Tribunal judiciaire de Papeete, le 19 septembre 2025, n°25/00003

Le tribunal civil de première instance de Papeete, section détachée de Raïatea, statue le 19 septembre 2025 sur une demande en paiement. Une commerçante poursuit un consommateur pour le règlement de deux contrats de vente à crédit conclus en 2019. Le défendeur ne comparaît pas. Le juge, par un jugement avant dire droit, ordonne la réouverture des débats et invite les parties à conclure sur plusieurs points. Il s’interroge notamment sur la régularité des contrats hybrides de démarchage et de crédit.

La qualification contestée d’un contrat hybride

Le tribunal relève d’abord la nature juridique ambiguë des conventions litigieuses. Les actes sont intitulés « offre préalable de vente à crédit à domicile ». Le juge observe que ce panachage semble interdit par les textes. « Cette dernière ne semble pas autoriser, dans le cadre d’un contrat de crédit accessoire à une vente, une identité de personne entre le vendeur et le prêteur » (Motifs). La confusion des rôles entre le vendeur-démarcheur et le prêteur constitue donc un premier vice. La portée de cette analyse est essentielle pour la protection du consommateur. Elle vise à prévenir les conflits d’intérêts et les abus dans le cadre du crédit affecté.

Le contrôle strict des formalités protectrices

Ensuite, la décision procède à un examen détaillé du respect des formalités légales. Le juge relève de multiples irrégularités potentielles dans la formation du contrat. Il note « l’illisibilité de la désignation des produits, taille des caractères utilisés rendant illisible les mentions obligatoires, certificat de livraison non daté » (Motifs). Ces manquements concernent tant la délibération locale sur le démarchage que les règles du crédit à la consommation. La valeur de ce contrôle est renforcée par le caractère d’ordre public de ces protections. Une jurisprudence rappelle que « préalablement à la conclusion d’un contrat de vente ou de fourniture de services, le professionnel communique au consommateur, de manière lisible et compréhensible, les informations prévues » (Cour d’appel de Paris, le 18 septembre 2025, n°24/01109). Le non-respect de ces obligations peut entraîner la nullité du contrat.

La sanction potentielle et les questions procédurales

La décision laisse en suspens les conséquences juridiques des irrégularités constatées. Le tribunal évoque implicitement la nullité comme sanction possible. Cette issue serait lourde de conséquences pour la créancière. Elle pourrait également entraîner l’anéantissement corrélatif du crédit, conformément au principe de l’accessoire. Une jurisprudence dispose que « le contrat de crédit est résolu ou annulé de plein droit lorsque le contrat en vue duquel il a été conclu est lui-même judiciairement résolu ou annulé » (Cour d’appel de Bordeaux, le 31 mars 2025, n°22/05478). La portée de l’arrêt est donc préventive et pédagogique. Il rappelle aux professionnels l’impératif de conformité stricte.

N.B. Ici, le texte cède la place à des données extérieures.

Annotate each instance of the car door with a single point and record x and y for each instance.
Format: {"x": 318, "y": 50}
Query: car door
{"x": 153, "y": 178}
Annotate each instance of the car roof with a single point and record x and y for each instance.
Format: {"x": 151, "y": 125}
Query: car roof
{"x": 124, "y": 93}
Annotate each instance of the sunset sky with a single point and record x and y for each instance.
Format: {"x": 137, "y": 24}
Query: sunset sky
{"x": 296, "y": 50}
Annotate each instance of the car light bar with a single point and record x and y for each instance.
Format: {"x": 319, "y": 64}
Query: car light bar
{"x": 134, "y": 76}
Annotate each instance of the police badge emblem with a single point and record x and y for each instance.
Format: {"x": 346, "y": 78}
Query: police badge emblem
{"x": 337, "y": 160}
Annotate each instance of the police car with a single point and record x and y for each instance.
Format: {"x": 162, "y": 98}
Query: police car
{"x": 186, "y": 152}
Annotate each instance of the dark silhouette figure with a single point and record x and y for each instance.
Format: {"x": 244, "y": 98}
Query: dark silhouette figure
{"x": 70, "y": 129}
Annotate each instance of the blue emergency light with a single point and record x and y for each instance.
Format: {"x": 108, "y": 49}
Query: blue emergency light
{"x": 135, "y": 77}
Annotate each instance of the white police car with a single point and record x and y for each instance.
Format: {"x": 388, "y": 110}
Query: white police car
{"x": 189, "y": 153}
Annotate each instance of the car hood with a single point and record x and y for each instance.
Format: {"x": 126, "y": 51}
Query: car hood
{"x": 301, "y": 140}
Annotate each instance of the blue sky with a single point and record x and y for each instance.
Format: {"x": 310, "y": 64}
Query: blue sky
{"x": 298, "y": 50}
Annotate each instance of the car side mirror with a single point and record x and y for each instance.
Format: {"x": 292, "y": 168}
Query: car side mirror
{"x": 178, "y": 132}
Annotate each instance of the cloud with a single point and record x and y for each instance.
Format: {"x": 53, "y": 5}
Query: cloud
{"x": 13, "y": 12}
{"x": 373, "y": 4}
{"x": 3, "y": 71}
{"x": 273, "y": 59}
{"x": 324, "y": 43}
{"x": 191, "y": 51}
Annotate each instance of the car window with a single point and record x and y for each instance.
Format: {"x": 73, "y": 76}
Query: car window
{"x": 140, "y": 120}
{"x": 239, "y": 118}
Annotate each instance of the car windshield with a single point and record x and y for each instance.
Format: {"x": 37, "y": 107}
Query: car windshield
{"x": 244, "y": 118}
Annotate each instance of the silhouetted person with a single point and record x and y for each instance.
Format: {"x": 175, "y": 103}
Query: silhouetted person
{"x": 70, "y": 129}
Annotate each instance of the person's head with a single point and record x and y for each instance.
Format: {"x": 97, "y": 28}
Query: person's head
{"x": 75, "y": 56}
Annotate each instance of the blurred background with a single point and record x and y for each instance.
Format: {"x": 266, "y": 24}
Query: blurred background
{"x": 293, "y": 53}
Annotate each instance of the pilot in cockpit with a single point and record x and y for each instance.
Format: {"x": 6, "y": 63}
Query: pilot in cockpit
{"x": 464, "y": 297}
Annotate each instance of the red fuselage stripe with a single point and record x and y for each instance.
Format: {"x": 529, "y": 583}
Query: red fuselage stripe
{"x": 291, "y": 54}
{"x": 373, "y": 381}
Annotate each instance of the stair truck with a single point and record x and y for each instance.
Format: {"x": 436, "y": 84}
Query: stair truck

Le juge soulève également des questions préjudicielles de procédure. Il s’interroge sur « l’éventuelle forclusion / prescription de l’action en paiement engagée » (Motifs). Cette invitation à conclure replace les parties dans un débat contradictoire essentiel. La valeur de cette démarche est de garantir la sécurité juridique. Elle évite de statuer au fond sans avoir éclairci des points pouvant affecter la recevabilité de la demande. Le sens de cette ordonnance de réouverture est ainsi de parfaire l’instruction. Elle permet un examen complet des moyens avant toute décision définitive sur le fond.